|TOLK J A|
|HOWELL T A|
|STEINER J L|
|KRIEG D R|
|SCHNEIDER A D|
Submitted to: Irrigation Science
Publication Type: Peer Reviewed Journal
Publication Acceptance Date: 5/1/1995
Publication Date: N/A
Interpretive Summary: Irrigation increases and stabilizes crop yields in the semi-arid Great Plains. Irrigation efficiency can be defined as the ratio of total water stored in the root zone for plant use to the total amount of water applied. For overhead sprinkler irrigation, most losses are due to evaporation of water that is intercepted by and held on the foliage, or gross interception nloss, and of airborne droplets either inside or outside the irrigation application area. Sprinkler systems that apply water near the soil surface leave ponds that also evaporate before use by plants. Measured irrigation application losses averaged 19% for overhead sprinklers and 4% for those that apply water near the ground. However, these irrigation efficiency losses can also be expected to supply some of the atmospheric evaporative demands usually met by plant transpiration. Transpiration can be reduced both during and after an irrigation in response to the increased humidity created when evaporation occurs. In the altered microclimate, the plant benefits through a reduction in heat stress and maintenance of soil water reserves normally being depleted by transpiration. Any 'savings' in transpiration can be applied to the gross interception losses for a 'net' interception loss. In a study on corn using lysimeters, which are contained boxes of soil that can be weighed, measured transpiration reduction was shown to reduce overhead sprinkler application losses up to 6%. Evaporation of ponded water alone had little effect on transpiration and therefore on irrigation application efficiency of water applied near the soil surface.

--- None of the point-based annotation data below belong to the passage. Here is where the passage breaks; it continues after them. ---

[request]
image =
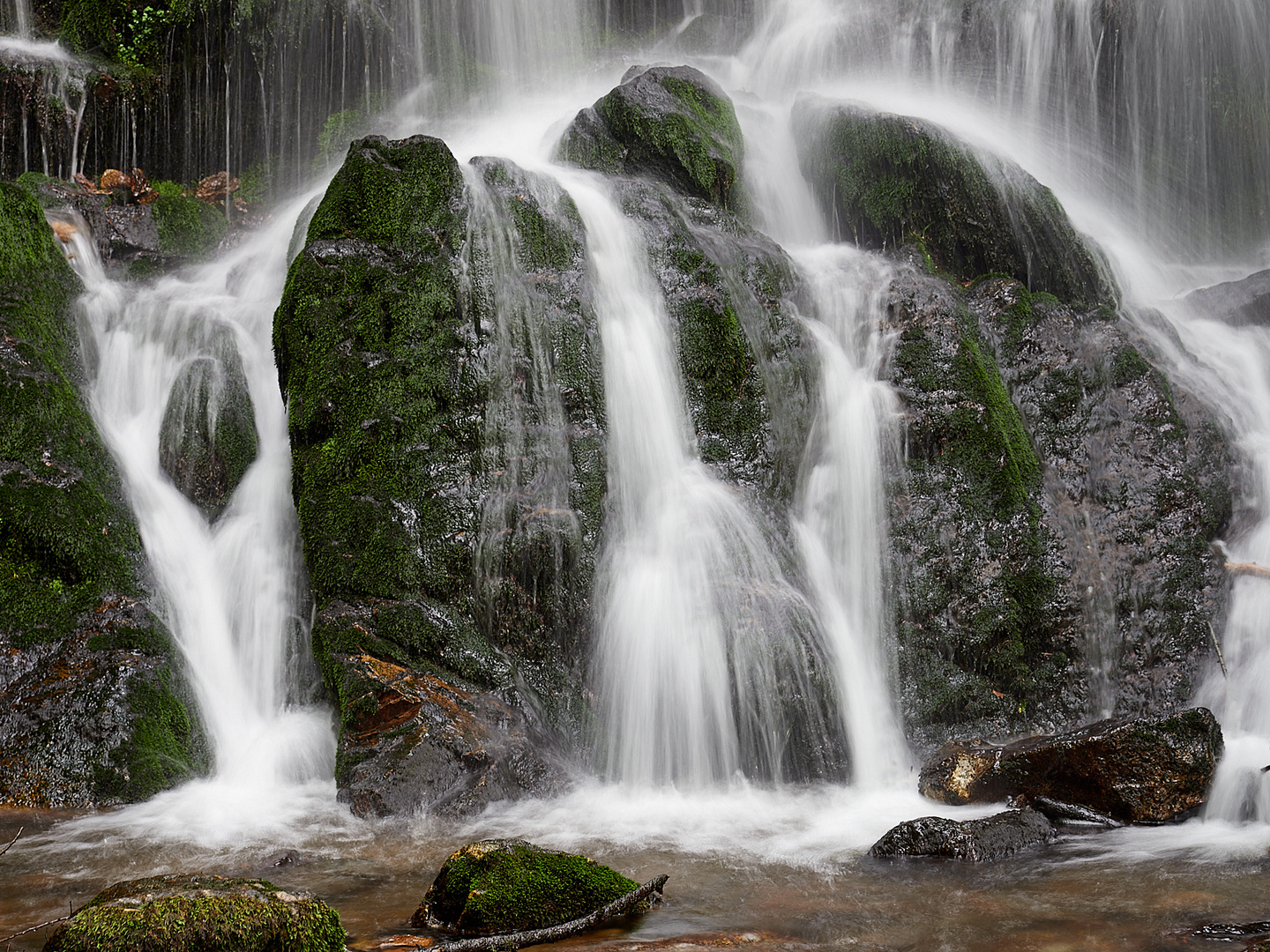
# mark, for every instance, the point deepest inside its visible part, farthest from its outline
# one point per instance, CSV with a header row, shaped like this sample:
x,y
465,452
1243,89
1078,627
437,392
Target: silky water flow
x,y
691,779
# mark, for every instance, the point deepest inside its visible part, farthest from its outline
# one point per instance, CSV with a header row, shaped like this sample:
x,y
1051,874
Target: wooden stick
x,y
13,841
554,933
1220,659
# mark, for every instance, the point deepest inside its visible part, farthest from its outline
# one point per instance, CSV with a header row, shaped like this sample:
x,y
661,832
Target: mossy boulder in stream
x,y
669,122
93,706
447,484
1052,516
199,914
508,885
885,181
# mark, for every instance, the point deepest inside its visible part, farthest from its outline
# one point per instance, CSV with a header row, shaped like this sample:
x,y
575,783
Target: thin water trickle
x,y
231,589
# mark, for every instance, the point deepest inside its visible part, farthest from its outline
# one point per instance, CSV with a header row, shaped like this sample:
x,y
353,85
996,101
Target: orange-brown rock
x,y
1151,770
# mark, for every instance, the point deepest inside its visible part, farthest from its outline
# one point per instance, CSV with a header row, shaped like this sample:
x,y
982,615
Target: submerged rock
x,y
669,122
969,841
1151,770
507,885
93,707
199,914
1238,302
207,438
886,181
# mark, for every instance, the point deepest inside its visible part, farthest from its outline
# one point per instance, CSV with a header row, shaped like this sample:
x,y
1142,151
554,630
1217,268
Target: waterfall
x,y
705,651
231,591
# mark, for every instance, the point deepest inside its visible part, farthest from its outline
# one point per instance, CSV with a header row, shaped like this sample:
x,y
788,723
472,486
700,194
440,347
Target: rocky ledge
x,y
1152,770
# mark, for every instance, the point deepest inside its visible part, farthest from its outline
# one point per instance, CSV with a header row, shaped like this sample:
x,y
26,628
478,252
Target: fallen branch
x,y
1058,810
1221,660
554,933
13,841
1247,569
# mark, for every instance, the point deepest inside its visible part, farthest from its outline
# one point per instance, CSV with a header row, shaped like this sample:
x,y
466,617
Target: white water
x,y
231,591
683,536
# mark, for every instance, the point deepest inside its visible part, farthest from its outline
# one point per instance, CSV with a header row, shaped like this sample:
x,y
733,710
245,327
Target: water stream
x,y
698,622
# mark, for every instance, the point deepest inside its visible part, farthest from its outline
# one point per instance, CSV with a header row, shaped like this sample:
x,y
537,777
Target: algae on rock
x,y
508,885
885,181
199,914
94,707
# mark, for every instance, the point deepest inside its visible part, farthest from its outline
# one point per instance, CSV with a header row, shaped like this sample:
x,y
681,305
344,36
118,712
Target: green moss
x,y
891,181
188,227
501,886
199,914
65,534
698,144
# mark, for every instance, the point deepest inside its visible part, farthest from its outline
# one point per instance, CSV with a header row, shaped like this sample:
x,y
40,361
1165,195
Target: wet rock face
x,y
93,709
204,914
207,438
1050,524
410,738
1238,302
507,885
447,482
1145,770
667,122
969,841
891,179
97,718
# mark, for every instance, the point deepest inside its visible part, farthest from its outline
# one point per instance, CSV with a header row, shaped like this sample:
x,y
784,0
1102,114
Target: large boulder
x,y
93,706
199,914
885,181
1238,302
507,885
207,438
1050,517
669,122
449,484
969,841
1143,770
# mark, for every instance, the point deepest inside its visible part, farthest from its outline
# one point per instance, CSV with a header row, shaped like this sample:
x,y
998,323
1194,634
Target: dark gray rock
x,y
1050,522
207,438
1143,770
885,181
1237,302
970,841
131,228
672,123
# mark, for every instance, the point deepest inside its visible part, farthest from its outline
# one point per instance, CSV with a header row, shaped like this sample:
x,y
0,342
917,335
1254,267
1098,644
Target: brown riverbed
x,y
759,870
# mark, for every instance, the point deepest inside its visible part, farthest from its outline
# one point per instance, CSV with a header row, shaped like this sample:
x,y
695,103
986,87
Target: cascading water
x,y
701,639
230,591
1148,130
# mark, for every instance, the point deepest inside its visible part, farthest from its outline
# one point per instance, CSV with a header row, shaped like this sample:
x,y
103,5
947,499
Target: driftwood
x,y
534,937
13,841
1058,810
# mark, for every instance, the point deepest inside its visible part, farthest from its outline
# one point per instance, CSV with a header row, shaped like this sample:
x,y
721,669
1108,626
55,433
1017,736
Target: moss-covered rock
x,y
1152,770
885,181
446,471
199,914
94,709
507,885
207,438
1050,527
669,122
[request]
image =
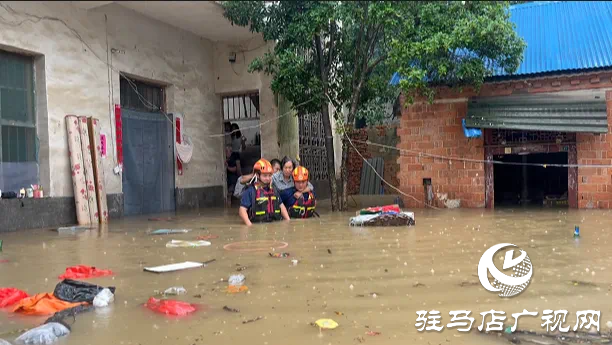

Technical Abstract: Sprinkler irrigation efficiency declines when applied water intercepted by the crop foliage, or gross interception (Igross), and airborne droplets evaporate before reaching the soil surface. However, this water can also supply some of the atmospheric demands usually met by plant transpiration. Any suppression of crop transpiration from the wetted area as compared to a anon-irrigated area can be subtracted from Igross for a reduced, or net, interception (Inet) loss. This study was conducted to determine the extent in which Inet losses and/or microclimatic modification can affect total sprinkler irrigation application losses. Corn (Zea mays L.) was grown on 0.75 m wide east-west rows in 1990 at Bushland, TX, in two contiguous 5-ha fields, each containing a weighing lysimeter and micrometeorological instrumentation. Transpiration (T) was measured using heat balance sap flow gauges. Compared with evapotranspiration (ET) from a dry canopy, the ET from a wetted canopy only greatly exceeded dry canopy ET on days with high vapor pressure deficits, and then for periods less than 0.5 h. Measured amounts during this period, possibly associated with the evaporation of canopy-intercepted water and soil water, were 0.17 mm and 0.37 mm. Canopy wetting suppressed T 50% or more during an impact sprinkler irrigation, with predicted net irrigation efficiency increases of 2-3%. On days of high solar radiation, transpiration suppression following the irrigation contributed an additional 2-3%. Irrigation water applied only at the soil surface had little effect on the microclimate within the canopy and consequently in T or ET. Inet losses were less than 10% of the irrigation application.